The revived pleasure walk in Penpole Wood fitted out with new steps in 2015. 
A serpentine set of steps gave new accessible access between the Echo and the historic terrace behind.

The skills we’d picked up on the Penpole steps were reemployed in 2017 when we installed another short, but important stretch linking the Echo to the viewing terrace behind it. Although an historic path had existed it had long since vanished, and the going was steep, muddy and impassable for anyone with a wheelchair or unsteady on their feet. A new serpentine set of steps created an accessible route for everyone to enjoy, followed the Georgian path closely, and reconnected two important historic features.
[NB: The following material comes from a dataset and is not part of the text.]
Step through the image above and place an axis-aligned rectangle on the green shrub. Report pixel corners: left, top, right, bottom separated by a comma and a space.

We’re grateful for all the volunteers who have helped in these projects, and particularly to Jim Ellis who has organised and provided logistics for many of our grand projects.

As well as installing new infrastructure we’ve enhanced the park in softer ways. In partnership with One Tree per Child we’ve planted hundreds of new saplings within Penpole Wood to help regenerate native woodland. Particular thanks are due to Celia Ellis who has helped coordinate these works and has taken such an active role for both our organisations.

Families came out to help KWAG plant 8000 daffodil bulbs on the Centre in 2019.

Every year since 2013 we’ve carried out our annual Big Bulb Plant, strengthening native wildflower populations and enhancing the park for visitors. In the last eight years we’ve planted over 64,000 bulbs, from daffodils to bluebells, cyclamen, and fritillary. Woodland areas have benefited from bluebells where the choking cherry laurel have been removed, and new displays of daffodils have become a highlight of the Kings Weston year. It’s at The Circle that our efforts to conserve and enhance have converged with greatest effect. In 2011 it was in a poor state, engulfed in brambles with laurels hard behind them. Conservation work pushed back the undergrowth, we followed through with grass seed and diligent maintenance until 2019 when it was planted with 8000 daffodils. The results have been inspiring and we hope for a similar display this year.

Daffodils burst to life on The Circle in March last year

However, probably our greatest planting achievement was the reinstatement of the avenue of lime trees framing the main front of Kings Weston house. This was replanted as a memorial to KWAG’s co-founder, Tim Denning who died in 2012 and was completed as a schools project in January 2014. The avenue of seventeen new trees restores some of the formal relationship between house and grounds, balancing out the existing ancient lime avenue, and restoring a long lost landscape feature.

The memorial avenue planted in 2014 in memory of Tim Denning, one of KWAG’s founders. 
one of three Scots Pines planted last month to replace the historic Sentinels below the Echo.

As part of our tenth anniversary events we will be planting more trees around the estate. In January three new Scots Pine saplings were planted to replace some of the mighty “Sentinels” in the woodland below the Echo. The original trees were planted perhaps two centuries ago, but some are now succumbing to decay. We hope that these three new sentinels will grow to continue the species’ vigil over the estate for many years to come.